My favorite part of this hobby is that no one will tell you how they made
their bottles unless you're a fellow bottle maker. The whole point is to
encourage people to try their own ideas.

I was inspired to make a number of these myself out of curiosity. I used to
email these guys as a teenager and exchange techniques.

Deck of cards in a bottle is really fun and impressive. Total mind f. The ones
with the cellophane wrapper still in are just great.

[http://bottlemagic.com/wp-content/uploads/2011/01/Cards-
in-B...](http://bottlemagic.com/wp-content/uploads/2011/01/Cards-in-
Bottle-1-1.jpg)

Rubik's cube in a jar is a great one.

[http://images.penguinmagic.com/images/products/original/1258...](http://images.penguinmagic.com/images/products/original/12586a-5845872a9ed5d.jpg)
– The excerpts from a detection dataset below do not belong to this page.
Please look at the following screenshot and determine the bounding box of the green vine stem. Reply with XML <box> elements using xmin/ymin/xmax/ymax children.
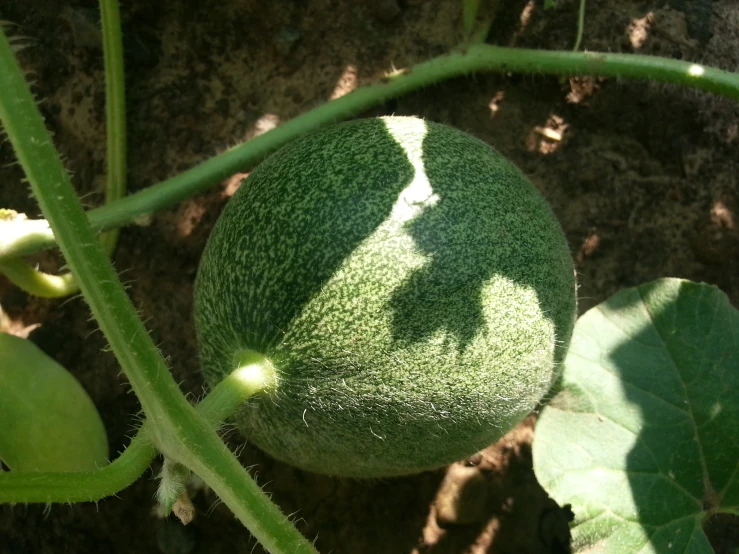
<box><xmin>0</xmin><ymin>0</ymin><xmax>126</xmax><ymax>298</ymax></box>
<box><xmin>0</xmin><ymin>44</ymin><xmax>739</xmax><ymax>261</ymax></box>
<box><xmin>0</xmin><ymin>364</ymin><xmax>274</xmax><ymax>504</ymax></box>
<box><xmin>0</xmin><ymin>25</ymin><xmax>315</xmax><ymax>554</ymax></box>
<box><xmin>100</xmin><ymin>0</ymin><xmax>127</xmax><ymax>256</ymax></box>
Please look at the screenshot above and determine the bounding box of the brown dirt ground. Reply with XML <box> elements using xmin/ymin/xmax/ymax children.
<box><xmin>0</xmin><ymin>0</ymin><xmax>739</xmax><ymax>554</ymax></box>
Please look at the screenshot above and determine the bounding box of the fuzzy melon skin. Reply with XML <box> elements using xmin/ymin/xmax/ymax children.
<box><xmin>194</xmin><ymin>117</ymin><xmax>576</xmax><ymax>477</ymax></box>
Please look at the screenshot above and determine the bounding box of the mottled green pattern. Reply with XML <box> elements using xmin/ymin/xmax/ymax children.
<box><xmin>195</xmin><ymin>117</ymin><xmax>575</xmax><ymax>477</ymax></box>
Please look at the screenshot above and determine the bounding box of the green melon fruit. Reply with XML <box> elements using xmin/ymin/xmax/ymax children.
<box><xmin>194</xmin><ymin>117</ymin><xmax>576</xmax><ymax>477</ymax></box>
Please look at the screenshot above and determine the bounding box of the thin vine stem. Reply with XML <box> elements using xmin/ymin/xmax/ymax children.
<box><xmin>0</xmin><ymin>25</ymin><xmax>316</xmax><ymax>554</ymax></box>
<box><xmin>0</xmin><ymin>44</ymin><xmax>739</xmax><ymax>261</ymax></box>
<box><xmin>0</xmin><ymin>0</ymin><xmax>126</xmax><ymax>298</ymax></box>
<box><xmin>100</xmin><ymin>0</ymin><xmax>127</xmax><ymax>256</ymax></box>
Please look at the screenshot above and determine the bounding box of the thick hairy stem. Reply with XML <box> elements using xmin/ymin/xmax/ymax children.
<box><xmin>0</xmin><ymin>30</ymin><xmax>315</xmax><ymax>554</ymax></box>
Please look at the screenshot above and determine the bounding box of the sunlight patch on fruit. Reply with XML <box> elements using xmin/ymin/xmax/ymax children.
<box><xmin>627</xmin><ymin>12</ymin><xmax>654</xmax><ymax>48</ymax></box>
<box><xmin>526</xmin><ymin>113</ymin><xmax>570</xmax><ymax>156</ymax></box>
<box><xmin>384</xmin><ymin>119</ymin><xmax>439</xmax><ymax>224</ymax></box>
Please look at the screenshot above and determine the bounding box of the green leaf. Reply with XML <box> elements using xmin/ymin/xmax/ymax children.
<box><xmin>0</xmin><ymin>333</ymin><xmax>108</xmax><ymax>472</ymax></box>
<box><xmin>533</xmin><ymin>279</ymin><xmax>739</xmax><ymax>554</ymax></box>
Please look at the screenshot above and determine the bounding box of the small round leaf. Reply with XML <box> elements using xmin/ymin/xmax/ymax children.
<box><xmin>0</xmin><ymin>333</ymin><xmax>108</xmax><ymax>472</ymax></box>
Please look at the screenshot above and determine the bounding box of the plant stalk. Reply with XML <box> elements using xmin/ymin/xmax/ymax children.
<box><xmin>0</xmin><ymin>44</ymin><xmax>739</xmax><ymax>261</ymax></box>
<box><xmin>0</xmin><ymin>27</ymin><xmax>315</xmax><ymax>554</ymax></box>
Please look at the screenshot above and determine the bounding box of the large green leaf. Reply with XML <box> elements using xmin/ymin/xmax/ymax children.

And I think my favorite of all, the baseball in the salsa jar. Maybe my
favorite art object in the world.

[http://bottlemagic.com/wp-content/uploads/2011/01/MLB-in-
Sal...](http://bottlemagic.com/wp-content/uploads/2011/01/MLB-in-Salsa-
Jar-3-.jpg)

Also a really fun conversation piece to have on a desk or at home. You have no
idea how angry people get when you won't confirm or deny their theories and
tell them to try it themselves. No you can't just push the baseball in by
force.

Just to give you an idea of how insane these people are in their quest. It is
said that Eng invented a tiny vice that could be disassembled, fed piece by
piece into a bottle and reassembled inside. A bent coin would be fed through
the neck of the bottle and the vice would be used to unbend the coin inside
the bottle. The vice is then disassembled and removed.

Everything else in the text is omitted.